İkinci Dünya Savaşına doğru, ilerleyen senelerde, Ankara, Yugoslavya Başbakanını ağırlıyordu. Bu Başbakanın Hitlerizme olan düşkünlüğü biliniyordu. Tam tersine, Atatürk, Güney’den gelen bir şiddete maruz kalınırsa, Balkan işbirliğinin gerektiğini düşünerek, bu misafir için bir balo gecesi düzenlediğinde, orada bulunanlar, Gazi’nin, Belgratlı misafire, “Bizler kimsenin düşmanı değiliz, sadece insanlığın düşmanlarına karşıyız” şeklinde konuştuğunu duymuşlardır. 

Atatürk homojen, modern sınırları korunmuş ve geçmişin hatıralarından arınmış bir devlet kurmak istiyordu. 

O’na göre: “Herkes kendi için değil, herkes, herkes için çalışmalıydı”. Çünkü, “büyük sanat eserleri, önemli girişimler, ancak toplu bir güçle elde edilebilirdi”. 

Mustafa Kemal, eğer “Güvenlik, bütün uluslar için değilse, o zaman dünya barışı sağlanamaz” sözüne dikkat çekmekteydi. 

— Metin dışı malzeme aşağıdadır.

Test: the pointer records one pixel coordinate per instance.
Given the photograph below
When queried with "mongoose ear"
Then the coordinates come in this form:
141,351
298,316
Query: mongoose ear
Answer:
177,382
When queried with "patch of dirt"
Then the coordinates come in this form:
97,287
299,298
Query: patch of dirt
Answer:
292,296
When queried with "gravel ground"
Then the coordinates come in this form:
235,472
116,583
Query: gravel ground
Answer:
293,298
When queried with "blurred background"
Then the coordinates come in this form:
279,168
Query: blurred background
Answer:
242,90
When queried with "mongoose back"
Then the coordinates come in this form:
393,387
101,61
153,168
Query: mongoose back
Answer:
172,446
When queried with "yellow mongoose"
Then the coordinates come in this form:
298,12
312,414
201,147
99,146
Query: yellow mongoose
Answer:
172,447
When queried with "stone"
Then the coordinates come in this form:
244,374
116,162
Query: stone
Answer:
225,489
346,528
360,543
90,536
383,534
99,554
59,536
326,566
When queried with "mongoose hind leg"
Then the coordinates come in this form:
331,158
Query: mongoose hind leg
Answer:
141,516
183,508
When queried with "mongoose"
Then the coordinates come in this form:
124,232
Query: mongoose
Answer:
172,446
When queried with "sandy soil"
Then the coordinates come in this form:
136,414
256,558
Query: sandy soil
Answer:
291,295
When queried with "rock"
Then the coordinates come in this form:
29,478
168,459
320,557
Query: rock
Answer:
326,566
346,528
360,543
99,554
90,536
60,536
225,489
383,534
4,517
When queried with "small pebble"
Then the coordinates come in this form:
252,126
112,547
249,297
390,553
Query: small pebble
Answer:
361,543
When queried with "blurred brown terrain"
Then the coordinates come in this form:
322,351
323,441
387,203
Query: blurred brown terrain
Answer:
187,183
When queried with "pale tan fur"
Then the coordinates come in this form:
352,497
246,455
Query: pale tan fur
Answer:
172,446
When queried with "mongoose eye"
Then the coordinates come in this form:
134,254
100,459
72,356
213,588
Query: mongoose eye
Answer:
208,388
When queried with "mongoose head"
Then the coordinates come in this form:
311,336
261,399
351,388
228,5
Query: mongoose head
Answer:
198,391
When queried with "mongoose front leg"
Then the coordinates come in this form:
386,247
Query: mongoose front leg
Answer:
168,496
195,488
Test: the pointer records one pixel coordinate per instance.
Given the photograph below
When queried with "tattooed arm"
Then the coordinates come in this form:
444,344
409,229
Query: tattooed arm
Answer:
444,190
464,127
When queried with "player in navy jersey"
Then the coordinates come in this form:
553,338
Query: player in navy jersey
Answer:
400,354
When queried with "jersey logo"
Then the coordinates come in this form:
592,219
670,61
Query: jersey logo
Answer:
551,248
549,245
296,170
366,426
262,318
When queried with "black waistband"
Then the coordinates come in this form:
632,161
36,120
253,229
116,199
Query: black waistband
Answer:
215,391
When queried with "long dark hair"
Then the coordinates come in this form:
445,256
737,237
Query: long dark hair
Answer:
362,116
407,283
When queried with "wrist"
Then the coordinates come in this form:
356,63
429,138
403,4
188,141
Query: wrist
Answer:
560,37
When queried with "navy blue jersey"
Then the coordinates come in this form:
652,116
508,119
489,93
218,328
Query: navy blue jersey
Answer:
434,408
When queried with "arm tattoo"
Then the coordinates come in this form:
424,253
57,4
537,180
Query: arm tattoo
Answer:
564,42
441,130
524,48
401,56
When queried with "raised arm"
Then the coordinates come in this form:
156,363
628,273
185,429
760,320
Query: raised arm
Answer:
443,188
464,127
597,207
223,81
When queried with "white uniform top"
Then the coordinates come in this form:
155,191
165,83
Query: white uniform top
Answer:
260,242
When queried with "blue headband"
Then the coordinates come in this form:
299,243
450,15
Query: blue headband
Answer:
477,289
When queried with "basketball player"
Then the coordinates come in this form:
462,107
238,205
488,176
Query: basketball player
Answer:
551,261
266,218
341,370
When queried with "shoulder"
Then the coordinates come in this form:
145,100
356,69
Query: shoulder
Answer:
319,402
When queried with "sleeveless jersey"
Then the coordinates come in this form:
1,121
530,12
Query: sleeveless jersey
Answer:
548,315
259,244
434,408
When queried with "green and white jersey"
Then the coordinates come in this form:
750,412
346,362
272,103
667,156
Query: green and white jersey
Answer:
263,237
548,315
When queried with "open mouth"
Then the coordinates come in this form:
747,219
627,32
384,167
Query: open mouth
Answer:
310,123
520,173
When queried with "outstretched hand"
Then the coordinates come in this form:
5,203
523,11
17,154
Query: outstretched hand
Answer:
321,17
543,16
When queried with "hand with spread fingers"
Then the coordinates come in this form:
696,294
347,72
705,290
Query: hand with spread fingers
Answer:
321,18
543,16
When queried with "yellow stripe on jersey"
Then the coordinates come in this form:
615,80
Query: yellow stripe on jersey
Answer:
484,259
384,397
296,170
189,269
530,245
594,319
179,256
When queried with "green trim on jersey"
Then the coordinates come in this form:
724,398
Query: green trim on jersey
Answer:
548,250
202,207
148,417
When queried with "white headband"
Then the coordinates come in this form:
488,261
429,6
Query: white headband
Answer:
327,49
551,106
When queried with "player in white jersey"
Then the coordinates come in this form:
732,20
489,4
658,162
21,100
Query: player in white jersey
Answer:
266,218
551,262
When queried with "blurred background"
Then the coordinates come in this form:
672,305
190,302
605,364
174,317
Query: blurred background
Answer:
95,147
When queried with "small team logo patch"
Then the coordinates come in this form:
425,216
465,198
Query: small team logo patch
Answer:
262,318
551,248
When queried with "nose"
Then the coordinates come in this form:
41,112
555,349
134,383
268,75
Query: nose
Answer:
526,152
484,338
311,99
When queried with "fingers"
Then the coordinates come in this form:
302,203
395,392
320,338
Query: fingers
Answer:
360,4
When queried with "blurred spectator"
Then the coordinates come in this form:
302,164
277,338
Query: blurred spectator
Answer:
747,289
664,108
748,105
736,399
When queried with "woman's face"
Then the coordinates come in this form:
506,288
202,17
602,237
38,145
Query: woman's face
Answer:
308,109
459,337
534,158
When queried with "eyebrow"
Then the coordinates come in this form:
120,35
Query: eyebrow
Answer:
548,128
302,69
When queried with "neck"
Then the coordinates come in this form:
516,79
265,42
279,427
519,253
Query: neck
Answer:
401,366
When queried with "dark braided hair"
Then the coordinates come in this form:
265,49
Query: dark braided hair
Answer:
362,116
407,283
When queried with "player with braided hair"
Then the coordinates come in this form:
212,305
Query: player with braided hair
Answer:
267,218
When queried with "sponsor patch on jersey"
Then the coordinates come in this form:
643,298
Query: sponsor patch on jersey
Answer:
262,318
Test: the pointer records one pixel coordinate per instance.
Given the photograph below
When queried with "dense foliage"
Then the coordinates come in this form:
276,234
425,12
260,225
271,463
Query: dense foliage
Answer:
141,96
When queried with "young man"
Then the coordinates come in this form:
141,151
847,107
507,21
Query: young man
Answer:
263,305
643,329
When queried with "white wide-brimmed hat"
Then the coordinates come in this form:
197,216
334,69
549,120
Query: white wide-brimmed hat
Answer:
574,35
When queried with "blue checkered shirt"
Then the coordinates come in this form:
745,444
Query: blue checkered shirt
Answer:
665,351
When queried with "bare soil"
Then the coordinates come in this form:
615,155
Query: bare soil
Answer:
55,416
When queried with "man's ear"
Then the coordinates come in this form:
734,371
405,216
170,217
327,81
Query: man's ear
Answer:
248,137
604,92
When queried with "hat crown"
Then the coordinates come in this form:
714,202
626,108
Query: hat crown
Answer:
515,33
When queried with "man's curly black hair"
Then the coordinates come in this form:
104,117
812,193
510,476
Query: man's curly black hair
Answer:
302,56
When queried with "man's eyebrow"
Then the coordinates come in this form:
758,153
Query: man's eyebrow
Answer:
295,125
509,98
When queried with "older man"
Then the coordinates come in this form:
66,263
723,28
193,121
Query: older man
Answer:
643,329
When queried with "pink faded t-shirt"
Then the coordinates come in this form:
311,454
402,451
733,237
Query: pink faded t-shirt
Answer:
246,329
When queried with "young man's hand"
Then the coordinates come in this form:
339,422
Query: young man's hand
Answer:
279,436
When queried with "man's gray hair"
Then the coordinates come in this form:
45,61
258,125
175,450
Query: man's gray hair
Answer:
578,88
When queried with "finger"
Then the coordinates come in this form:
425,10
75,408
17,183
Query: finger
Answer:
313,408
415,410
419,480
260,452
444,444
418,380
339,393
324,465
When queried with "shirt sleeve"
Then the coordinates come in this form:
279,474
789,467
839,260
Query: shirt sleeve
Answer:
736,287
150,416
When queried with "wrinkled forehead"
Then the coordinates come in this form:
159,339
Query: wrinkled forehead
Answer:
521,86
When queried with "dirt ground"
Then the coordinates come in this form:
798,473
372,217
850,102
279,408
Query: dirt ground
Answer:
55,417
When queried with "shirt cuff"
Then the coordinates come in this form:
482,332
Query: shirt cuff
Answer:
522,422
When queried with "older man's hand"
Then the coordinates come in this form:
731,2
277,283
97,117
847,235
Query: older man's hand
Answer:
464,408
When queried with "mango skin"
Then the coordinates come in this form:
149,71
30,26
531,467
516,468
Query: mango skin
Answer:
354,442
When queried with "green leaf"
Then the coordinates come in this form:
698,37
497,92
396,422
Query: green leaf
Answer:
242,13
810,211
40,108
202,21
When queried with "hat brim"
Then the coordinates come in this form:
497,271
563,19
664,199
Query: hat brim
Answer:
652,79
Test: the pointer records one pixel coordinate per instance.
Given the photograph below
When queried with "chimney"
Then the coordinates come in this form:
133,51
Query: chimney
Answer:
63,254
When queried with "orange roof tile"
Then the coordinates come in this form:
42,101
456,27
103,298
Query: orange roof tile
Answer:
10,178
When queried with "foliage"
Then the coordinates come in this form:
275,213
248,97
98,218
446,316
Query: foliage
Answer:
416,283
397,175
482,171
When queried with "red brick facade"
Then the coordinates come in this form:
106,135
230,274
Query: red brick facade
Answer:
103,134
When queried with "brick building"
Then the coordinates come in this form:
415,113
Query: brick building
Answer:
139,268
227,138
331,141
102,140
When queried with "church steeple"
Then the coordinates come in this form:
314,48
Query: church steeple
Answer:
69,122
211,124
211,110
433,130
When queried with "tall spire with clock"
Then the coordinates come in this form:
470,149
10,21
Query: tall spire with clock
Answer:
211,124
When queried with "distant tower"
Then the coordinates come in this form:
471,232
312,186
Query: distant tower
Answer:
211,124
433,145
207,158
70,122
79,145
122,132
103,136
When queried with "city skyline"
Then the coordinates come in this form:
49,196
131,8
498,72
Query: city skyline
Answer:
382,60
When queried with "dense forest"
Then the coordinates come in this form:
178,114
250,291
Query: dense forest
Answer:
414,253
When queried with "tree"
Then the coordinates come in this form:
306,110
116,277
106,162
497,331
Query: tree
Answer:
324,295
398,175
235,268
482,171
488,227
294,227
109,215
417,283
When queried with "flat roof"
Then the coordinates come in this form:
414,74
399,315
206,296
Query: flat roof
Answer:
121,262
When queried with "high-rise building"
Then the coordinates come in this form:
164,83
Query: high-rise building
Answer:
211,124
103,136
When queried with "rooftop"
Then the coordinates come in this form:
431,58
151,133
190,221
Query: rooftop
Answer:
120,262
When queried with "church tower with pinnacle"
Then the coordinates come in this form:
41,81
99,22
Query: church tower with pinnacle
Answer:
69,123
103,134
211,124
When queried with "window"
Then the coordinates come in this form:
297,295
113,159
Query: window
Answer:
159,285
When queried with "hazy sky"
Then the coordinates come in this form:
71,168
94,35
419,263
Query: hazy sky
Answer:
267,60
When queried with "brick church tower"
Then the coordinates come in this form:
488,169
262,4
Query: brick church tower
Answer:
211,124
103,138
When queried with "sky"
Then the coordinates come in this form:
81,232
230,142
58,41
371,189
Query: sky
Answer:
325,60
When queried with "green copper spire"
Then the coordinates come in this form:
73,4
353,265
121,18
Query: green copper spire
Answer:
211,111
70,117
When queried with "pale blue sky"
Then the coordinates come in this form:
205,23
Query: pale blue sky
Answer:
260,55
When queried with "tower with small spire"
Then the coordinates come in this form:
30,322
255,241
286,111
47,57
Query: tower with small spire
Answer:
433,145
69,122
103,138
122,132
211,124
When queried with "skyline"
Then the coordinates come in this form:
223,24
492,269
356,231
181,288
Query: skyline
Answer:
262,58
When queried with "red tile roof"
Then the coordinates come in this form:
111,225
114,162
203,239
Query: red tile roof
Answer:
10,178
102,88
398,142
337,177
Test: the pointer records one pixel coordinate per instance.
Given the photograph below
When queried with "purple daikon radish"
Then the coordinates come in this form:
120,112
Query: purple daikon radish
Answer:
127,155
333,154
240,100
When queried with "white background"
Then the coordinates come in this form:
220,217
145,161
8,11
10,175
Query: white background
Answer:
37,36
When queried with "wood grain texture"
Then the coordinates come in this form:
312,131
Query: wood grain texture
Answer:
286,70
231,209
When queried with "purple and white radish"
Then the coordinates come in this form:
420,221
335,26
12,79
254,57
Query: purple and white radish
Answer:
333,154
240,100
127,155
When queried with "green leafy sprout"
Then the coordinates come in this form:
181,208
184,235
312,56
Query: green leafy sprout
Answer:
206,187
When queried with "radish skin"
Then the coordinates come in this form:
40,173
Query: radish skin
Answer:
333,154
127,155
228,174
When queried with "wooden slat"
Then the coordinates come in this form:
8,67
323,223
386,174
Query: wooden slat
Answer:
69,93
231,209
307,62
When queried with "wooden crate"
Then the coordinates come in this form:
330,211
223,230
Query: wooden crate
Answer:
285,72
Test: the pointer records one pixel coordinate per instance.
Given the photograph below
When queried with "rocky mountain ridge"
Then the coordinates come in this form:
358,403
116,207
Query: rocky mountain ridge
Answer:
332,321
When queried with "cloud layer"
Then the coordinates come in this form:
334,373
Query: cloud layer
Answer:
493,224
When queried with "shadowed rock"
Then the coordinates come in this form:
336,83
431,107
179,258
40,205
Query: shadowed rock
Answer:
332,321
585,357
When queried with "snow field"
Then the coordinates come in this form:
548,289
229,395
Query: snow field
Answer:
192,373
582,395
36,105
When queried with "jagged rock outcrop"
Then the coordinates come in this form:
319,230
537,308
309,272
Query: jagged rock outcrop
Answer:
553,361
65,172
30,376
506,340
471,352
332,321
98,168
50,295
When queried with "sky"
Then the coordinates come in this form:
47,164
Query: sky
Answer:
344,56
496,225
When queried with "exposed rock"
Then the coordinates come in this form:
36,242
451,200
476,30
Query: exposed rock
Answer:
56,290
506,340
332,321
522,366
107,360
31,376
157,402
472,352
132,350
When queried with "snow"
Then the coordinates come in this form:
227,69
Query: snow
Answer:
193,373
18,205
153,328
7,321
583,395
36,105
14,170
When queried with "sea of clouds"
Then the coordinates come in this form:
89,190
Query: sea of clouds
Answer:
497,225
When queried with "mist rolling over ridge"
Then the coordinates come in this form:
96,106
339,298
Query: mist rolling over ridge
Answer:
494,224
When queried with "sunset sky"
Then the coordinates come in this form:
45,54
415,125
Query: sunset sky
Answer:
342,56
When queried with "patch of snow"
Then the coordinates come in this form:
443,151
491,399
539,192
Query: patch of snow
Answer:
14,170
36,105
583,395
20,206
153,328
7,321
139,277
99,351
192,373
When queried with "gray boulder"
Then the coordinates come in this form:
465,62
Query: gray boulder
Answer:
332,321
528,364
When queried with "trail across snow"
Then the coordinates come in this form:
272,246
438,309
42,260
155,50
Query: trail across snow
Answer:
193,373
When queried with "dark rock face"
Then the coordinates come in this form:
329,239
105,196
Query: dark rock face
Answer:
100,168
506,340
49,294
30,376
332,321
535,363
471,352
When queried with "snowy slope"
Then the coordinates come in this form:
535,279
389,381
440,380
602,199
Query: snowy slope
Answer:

Atatürk’ün bütün düşünceleri, bir Avrupa ileri görüşlü olduğunu ispatlamaktadır ve ayni zamanda, Türkiye’nin yerinin, doğal olarak “Yaşlı” Avrupa’nın yanında olduğuna içten inanmaktaydı. 
Şanlı Atatürk’ün ismi ve kurduğu Türkiye Cumhuriyeti devletleri, ebediyen yaşasın!